This makes it difficult to determine the exact location of where knowledge is stored. Limitations such as storage space and size of the network also affect the accuracy of the model while storing and retrieving this information. This would mean that a model with more knowledge would mean larger networks, which can be either slow or expensive. 

Researchers at Google worked towards creating a method to pre-train a knowledge retriever in an unsupervised manner, that references additional large external text corpus like Wikipedia using masked language modelling as the learning signal. They, then, used a retrieval step by backpropagating to consider millions of documents. 

They called this model Retrieval-Augmented Language Model pre-training (REALM) and demonstrated its effectiveness by publishing a study in the pre-publishing platform arxiv.org. Along with the research paper, the team has also open-sourced the REALM codebase to show how other people interested in the field can train the retriever and the language representation jointly. 

Standard language representation models such as BERT, uses masked language modelling for tasks such as fill-in-the-black tasks.
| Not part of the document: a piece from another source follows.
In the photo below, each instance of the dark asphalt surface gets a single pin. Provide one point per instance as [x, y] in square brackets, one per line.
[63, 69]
The models learn to go over a large number of examples and repeatedly adjust parameters to try and figure out the words in the blank; which ironically makes the models remember a few world facts. But since the memorisation is in the abstract, it becomes difficult to understand where the information is stored!
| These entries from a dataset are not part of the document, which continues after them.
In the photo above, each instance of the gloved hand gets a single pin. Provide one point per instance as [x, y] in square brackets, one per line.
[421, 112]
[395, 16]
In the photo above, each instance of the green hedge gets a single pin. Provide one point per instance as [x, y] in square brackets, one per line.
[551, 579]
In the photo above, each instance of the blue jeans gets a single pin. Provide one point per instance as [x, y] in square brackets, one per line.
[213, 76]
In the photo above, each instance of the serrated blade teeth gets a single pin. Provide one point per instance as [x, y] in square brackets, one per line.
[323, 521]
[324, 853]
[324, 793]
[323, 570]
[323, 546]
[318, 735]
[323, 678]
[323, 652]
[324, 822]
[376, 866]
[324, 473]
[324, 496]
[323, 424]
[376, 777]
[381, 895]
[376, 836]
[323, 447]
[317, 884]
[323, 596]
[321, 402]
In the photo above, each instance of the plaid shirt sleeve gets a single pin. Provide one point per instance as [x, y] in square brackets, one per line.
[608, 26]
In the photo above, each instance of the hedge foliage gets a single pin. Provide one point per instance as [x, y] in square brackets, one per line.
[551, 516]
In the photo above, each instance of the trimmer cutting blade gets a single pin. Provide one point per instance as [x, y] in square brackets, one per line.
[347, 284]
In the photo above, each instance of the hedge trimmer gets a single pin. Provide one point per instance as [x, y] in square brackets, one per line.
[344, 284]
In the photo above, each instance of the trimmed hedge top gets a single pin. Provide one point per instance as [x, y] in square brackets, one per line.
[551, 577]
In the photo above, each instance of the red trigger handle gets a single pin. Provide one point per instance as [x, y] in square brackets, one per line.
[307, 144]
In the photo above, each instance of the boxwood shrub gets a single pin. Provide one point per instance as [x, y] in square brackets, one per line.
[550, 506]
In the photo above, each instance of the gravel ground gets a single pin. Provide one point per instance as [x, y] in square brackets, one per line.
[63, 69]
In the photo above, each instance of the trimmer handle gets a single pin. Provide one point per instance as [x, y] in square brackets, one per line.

REALM uses a knowledge retriever to augment the language representation model. The knowledge retriever first recovers another piece of text from an external document collection as the supporting knowledge and then feeds this supporting content along with the original content into a language representation model. "The key intuition of REALM is that a retrieval system should improve the model's ability to fill in missing words. Therefore, a retrieval that provides more context for filling the missing words should be rewarded. If the retrieved information does not help the model make its predictions, it should be discouraged, making room for better retrievals," state the creators of REALM, on Google blogs. 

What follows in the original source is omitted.